Class Skynet::Job
In: lib/skynet/skynet_job.rb
lib/skynet/skynet_tuplespace_server.rb
Parent: Object

Skynet::Job is the main interface to Skynet. You create a job object giving it the starting data (map_data), along with what class has the map/reduce functions in it. Even though Skynet is distributed, when you call run on a plain Skynet::Job, it will still block in your current process until it has completed your task. If you want to go on to do other things you‘ll want to pass :async => true when creating a new job. Then later call job.results to retrieve your results.

There are also many global configuration options which can be controlled through Skynet::CONFIG

Example Usage: Create a file called mapreduce_test.rb with the following.

  class MapreduceTest
    include SkynetDebugger   ## This gives you logging methods such as log, error, info, fatal

    def self.run
      job = Skynet::Job.new(
        :mappers          => 2,
        :reducers         => 1,
        :map_reduce_class => self,
        :map_data         => [OpenStruct.new({:created_by => 2}),OpenStruct.new({:created_by => 2}),OpenStruct.new({:created_by => 3})]
      )
      results = job.run
    end

    def self.map(profiles)
      result = Array.new
      profiles.each do |profile|
        result << [profile.created_by, 1] if profile.created_by
      end
      result
    end

    def self.reduce(pairs)
      totals = Hash.new
      pairs.each do |pair|
        created_by, count = pair[0], pair[1]
        totals[created_by] ||= 0
        totals[created_by] += count
      end
      totals
    end
  end

You need to make sure Skynet is running with your class loaded. That‘s is how Skynet works. Since there is no easy way to actually pass code around the network, each skynet worker must already have your code loaded. If you have skynet started, stop it and then start it with the -r flag to tell it where to find your class it should require.

   $ skynet -r mapreduce_test.rb

Then go into the skynet console to test running your map reduce task.
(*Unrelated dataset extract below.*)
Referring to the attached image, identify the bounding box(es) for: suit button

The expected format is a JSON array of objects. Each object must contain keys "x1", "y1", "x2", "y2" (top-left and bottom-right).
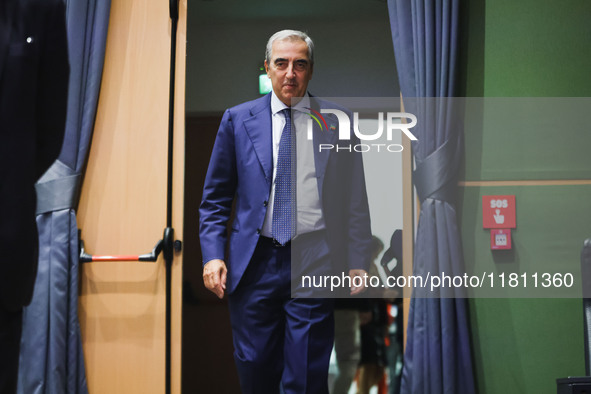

   $ skynet console -r mapreduce_test.rb
   skynet>> MapreduceTest.run     # returns {2=>2, 3=>1}

In the example above, you might notice that self.map and self.reduce both accept Arrays. If you do not want to deal with getting arrays of map_data or reduce_data, you can include MapreduceHelper into your class and then implement self.map_each and self.reduce_each methods. The included self.map and self.reduce methods will handle iterating over the map_data and reduce_data, passing each element to your map_each and reduce_each methods respectively. They will also handle error handling within that loop to make sure even if a single map or reduce fails, processing will continue. If you do not want processing to continue if a map fails, do not use the MapreduceHelper mixin.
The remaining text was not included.